Lydia Ramos, the school district's new director of communications, said officials anticipated there would be challenges after the new system was rolled out during summer school.
"We knew it," she said. "We told principals almost two weeks beforehand.
"Beta testing in a system with 1,000 schools, it is a challenge," she added.
Thursday night the district sent an email to teachers instructing them to take attendance by hand.
The MiSiS team has been actively working to find the root cause of the performance issues that occurred today. Users reported slow system response time, error messages, and not being able to log in. At this time, the issue is still being worked on. To avoid any more disruption during class time, all teachers should take attendance on paper for Friday, August 15. When access is restored, teachers will be able to put attendance in for all days since the beginning of the school year. A step by step guide will be provided.
Students can still be enrolled and scheduled into classes tomorrow by those who have the office manager and/or scheduling administrator roles.
Ramos said it will take a few weeks before the major issues are ironed out. Taking attendance by hand shouldn't be slowing teachers down, she said — they have been instructed to "remain focused on instruction."
In a statement, officials said fewer than 1 percent of the L.A. Unified's 650,000 students have been affected by scheduling issues under the new system.
The new system comes after district administrators bailed on a previous technology system they spent $38.3 million to develop. In 2012, the district's chief information officer Ron Chandler met with district staffers to brainstorm a new design, which was finally launched this summer after Chandler requested an additional $13 million from the school board.
At Sylmar High School, science teacher Ron Hitchcock's attendance list included a fourth grader, two second graders and a kindergartener.
"It's sort of funny," said Hitchcock. But he's also worried no one will know if the younger students are missing. If students are listed on a high school attendance list, he said, elementary teachers won't have a record of them.

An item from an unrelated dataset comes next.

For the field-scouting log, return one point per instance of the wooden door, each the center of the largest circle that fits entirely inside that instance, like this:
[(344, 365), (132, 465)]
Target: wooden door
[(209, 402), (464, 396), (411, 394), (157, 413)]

"It's going to be very difficult for the teacher who's supposed to have them to do attendance, because they don't appear on the roll," he said.
Hitchcock said other science teachers had similar problems, and the department also dealt with students without class schedules wandering in during the middle of periods. He said administrators and counselors at the school were scrambling to get the problems resolved for students.
Greer said he had two art classes with more than 70 students, which left students "on the counters, standing in the back, squished together."
It's not uncommon for classes to adjust the first week of school, but Greer said to a much lesser degree than this week's issues. He wished the district had sorted out these "unnecessary" problems before the school year started.
"It's very difficult for the kids," Greer said.